Elle est d'avis que la réalisation de la santé universelle n'est pas hors de portée des gouvernements africains et que, si les investissements et les priorités adéquats sont mis en œuvre, la région sera en mesure de progresser dans ce domaine. Elle a notamment exhorté les gouvernements africains à se concentrer davantage sur la prévention des maladies et la promotion de la santé, qui font partie des mesures nécessaires pour atteindre la santé universelle et l'objectif de développement durable n° 3, qui porte sur la prévention des maladies et la promotion de la santé. Dans une interview accordée au Graphic Online, le Dr Choonara a déclaré que les nations africaines pouvaient réglementer correctement certains des facteurs à l'origine des maladies dans la région, notamment le tabac, l'alcool et les boissons sucrées, ainsi que l'ensemble de l'industrie du sucre. Elle a ajouté qu'il était devenu nécessaire d'améliorer la qualité des soins dans la région africaine.

" Lorsque la qualité des soins est faible, cela signifie que nous ne progressons pas. "

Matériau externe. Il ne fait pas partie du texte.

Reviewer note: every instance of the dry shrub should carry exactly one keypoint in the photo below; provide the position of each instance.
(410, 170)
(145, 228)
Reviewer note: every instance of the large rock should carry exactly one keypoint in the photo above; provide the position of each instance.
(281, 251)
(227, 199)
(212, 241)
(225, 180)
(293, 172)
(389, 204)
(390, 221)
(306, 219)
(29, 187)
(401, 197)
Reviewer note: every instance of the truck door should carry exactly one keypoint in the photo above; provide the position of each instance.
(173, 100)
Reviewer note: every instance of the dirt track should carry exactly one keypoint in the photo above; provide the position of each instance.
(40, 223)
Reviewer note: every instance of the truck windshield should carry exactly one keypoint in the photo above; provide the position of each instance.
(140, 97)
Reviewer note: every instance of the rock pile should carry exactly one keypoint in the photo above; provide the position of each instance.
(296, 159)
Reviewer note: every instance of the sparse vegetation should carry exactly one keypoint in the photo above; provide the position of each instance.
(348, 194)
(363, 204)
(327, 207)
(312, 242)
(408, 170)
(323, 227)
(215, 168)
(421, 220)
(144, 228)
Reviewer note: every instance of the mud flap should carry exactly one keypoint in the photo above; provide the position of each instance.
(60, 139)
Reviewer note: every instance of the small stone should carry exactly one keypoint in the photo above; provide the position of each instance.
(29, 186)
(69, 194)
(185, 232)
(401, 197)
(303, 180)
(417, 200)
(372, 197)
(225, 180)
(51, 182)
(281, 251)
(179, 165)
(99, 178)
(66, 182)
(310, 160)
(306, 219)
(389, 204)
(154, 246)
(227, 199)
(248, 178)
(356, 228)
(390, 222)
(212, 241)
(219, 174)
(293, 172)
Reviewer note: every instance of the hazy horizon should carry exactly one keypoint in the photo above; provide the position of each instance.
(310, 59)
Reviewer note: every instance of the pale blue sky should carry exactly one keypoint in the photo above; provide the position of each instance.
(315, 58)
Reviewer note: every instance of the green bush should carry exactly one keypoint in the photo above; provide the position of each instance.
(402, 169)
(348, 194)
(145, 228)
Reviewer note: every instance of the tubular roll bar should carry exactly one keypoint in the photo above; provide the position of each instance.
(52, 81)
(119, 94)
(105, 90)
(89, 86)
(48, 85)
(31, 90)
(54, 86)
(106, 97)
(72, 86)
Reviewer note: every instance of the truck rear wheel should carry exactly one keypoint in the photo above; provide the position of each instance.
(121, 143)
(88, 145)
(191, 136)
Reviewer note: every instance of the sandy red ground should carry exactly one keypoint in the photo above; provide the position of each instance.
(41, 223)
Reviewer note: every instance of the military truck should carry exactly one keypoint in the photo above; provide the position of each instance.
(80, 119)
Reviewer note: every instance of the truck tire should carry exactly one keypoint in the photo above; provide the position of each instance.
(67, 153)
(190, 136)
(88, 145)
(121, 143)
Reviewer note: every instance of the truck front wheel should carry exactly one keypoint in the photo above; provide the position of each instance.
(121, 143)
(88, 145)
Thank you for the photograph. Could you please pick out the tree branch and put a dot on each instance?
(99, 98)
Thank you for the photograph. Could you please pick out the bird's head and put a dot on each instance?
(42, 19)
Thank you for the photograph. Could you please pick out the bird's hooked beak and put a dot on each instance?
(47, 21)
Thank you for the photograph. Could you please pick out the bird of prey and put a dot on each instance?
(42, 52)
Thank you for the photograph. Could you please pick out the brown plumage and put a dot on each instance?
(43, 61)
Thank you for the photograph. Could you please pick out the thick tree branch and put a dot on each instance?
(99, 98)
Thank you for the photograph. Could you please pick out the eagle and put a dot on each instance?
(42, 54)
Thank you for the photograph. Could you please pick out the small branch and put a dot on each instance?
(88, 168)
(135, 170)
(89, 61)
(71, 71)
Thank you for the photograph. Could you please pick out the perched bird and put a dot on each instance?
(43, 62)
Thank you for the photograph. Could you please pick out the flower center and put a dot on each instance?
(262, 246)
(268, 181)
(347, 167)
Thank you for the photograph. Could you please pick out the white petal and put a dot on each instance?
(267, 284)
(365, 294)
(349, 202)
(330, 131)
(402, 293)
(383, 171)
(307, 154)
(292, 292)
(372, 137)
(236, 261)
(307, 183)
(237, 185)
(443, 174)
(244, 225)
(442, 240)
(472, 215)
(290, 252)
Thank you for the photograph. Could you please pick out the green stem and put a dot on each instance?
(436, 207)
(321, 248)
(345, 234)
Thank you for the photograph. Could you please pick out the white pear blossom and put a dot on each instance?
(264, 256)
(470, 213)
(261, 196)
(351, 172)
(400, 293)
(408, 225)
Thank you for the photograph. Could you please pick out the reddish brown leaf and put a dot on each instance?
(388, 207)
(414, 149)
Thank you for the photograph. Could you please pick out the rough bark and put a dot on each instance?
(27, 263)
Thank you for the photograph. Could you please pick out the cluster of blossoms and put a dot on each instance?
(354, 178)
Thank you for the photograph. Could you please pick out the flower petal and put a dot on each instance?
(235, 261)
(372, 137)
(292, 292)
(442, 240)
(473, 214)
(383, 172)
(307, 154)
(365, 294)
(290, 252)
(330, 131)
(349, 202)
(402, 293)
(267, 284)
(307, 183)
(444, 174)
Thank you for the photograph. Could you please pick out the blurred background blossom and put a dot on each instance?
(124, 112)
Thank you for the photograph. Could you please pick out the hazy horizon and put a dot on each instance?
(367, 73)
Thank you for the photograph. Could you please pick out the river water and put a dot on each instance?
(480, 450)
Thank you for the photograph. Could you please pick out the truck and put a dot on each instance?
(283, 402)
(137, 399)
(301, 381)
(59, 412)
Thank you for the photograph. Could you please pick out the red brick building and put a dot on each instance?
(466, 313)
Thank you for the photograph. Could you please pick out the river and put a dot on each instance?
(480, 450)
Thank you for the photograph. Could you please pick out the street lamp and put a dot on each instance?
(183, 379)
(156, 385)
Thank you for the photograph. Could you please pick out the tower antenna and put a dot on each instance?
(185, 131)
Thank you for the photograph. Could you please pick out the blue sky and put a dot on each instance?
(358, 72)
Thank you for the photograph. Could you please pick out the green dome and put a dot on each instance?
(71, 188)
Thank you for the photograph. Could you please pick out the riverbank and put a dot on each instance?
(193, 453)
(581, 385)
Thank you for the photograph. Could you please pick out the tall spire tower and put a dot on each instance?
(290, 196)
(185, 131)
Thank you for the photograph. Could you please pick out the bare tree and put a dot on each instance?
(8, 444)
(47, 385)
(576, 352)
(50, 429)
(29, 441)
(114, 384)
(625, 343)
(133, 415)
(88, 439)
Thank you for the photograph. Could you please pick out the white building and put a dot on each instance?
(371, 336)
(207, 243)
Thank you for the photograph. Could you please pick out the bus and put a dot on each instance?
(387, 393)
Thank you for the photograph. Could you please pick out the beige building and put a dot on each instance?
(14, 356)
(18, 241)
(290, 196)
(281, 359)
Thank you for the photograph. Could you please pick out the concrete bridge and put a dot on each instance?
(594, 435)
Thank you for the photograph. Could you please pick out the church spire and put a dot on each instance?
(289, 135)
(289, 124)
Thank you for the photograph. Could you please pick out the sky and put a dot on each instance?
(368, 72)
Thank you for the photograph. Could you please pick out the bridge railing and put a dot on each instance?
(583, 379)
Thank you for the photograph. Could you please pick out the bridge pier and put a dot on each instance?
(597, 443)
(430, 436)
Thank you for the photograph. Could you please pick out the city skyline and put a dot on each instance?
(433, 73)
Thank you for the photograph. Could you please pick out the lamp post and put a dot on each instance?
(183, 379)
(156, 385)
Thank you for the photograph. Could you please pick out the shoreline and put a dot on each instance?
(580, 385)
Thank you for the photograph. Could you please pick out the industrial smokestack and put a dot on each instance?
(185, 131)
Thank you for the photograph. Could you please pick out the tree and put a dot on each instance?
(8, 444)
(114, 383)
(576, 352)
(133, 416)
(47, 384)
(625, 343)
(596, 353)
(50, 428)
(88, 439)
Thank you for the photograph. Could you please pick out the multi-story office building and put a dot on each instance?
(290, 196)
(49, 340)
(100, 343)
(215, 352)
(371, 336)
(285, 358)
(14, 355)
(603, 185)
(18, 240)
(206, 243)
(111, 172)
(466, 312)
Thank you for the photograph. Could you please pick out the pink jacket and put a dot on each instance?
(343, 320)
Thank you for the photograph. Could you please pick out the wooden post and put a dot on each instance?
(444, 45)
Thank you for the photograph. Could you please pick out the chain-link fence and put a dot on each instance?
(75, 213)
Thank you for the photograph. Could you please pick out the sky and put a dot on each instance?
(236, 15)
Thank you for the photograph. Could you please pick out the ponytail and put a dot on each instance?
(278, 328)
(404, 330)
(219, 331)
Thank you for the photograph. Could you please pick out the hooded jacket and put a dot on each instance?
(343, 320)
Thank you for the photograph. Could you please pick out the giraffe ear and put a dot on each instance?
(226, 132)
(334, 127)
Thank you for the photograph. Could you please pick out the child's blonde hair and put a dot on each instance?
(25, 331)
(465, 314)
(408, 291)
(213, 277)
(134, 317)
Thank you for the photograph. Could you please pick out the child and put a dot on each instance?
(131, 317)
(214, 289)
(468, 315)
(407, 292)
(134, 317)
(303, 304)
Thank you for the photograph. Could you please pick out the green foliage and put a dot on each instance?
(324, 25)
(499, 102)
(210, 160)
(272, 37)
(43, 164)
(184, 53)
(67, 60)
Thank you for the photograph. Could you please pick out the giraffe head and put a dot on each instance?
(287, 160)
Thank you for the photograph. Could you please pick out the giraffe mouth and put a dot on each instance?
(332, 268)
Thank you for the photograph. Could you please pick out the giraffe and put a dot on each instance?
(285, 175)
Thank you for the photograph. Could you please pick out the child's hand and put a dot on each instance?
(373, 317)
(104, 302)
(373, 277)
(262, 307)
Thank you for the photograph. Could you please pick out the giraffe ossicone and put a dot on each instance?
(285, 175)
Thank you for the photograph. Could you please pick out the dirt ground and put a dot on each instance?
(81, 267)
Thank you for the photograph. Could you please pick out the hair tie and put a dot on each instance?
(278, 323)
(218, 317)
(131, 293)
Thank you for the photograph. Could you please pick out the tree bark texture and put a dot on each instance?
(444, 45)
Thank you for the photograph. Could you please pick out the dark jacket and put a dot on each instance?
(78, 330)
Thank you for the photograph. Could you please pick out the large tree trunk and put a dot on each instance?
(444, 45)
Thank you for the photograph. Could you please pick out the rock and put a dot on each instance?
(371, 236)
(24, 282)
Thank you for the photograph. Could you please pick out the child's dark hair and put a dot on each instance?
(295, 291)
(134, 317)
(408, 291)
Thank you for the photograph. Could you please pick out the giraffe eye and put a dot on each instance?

Elle a ajouté qu'il était nécessaire de réduire les dépenses personnelles dans le secteur des soins de santé, notant qu'en raison de l'incapacité des gouvernements de la région à fournir les services nécessaires dans le secteur public, de nombreuses personnes s'endettent en essayant de faire face au coût des soins de santé dans les établissements privés. Le Dr Choonara a souligné que la disponibilité et l'accessibilité de soins de santé de qualité étaient des conditions préalables au développement durable dans toute société développée et que l'Afrique ne pouvait pas se développer sans ces soins de santé primaires.

Qu'est-ce que la CMU ? 

La CMU signifie que chacun a accès aux services de santé dont il a besoin sans risquer d'être confronté à des difficultés financières pour les payer. Plus important encore, la CSU vise à fournir des soins de santé et une protection financière à tous les habitants d'un pays donné, avec trois objectifs connexes : l'équité dans l'accès, la qualité des services de santé et la protection contre les risques financiers. En 2015, les États membres des Nations unies ont adopté l'Agenda 2030 pour le développement durable et les Objectifs de développement durable (ODD) qui l'accompagnent, le troisième objectif de l'agenda étant axé sur la santé - la bonne santé et le bien-être. Celui-ci a pour objectif général la réalisation de l'UHC. 

Budget de la santé 

Le Dr Choonara est convaincue que la santé universelle est réalisable si les choses sont faites correctement, soulignant que la distribution du budget de la santé devrait être correctement effectuée afin que les établissements de santé publique reçoivent les ressources nécessaires pour pouvoir fonctionner à des niveaux optimaux. Elle s'est inquiétée du fait que, même si de nombreux gouvernements africains investissent dans leur secteur de la santé, une grande partie de ces investissements va au secteur privé, dont les services sont inaccessibles à de nombreuses personnes en raison de leur coût élevé. Citant l'exemple de l'Afrique du Sud, le Dr Choonara, qui est également spécialiste technique au siège de l'Organisation mondiale de la santé, où elle soutient le département du personnel de santé et de la santé sexuelle et génésique, a indiqué que l'Afrique du Sud "consacre 80 % de son budget de santé au secteur privé, ce qui ne laisse que 20 % au secteur public".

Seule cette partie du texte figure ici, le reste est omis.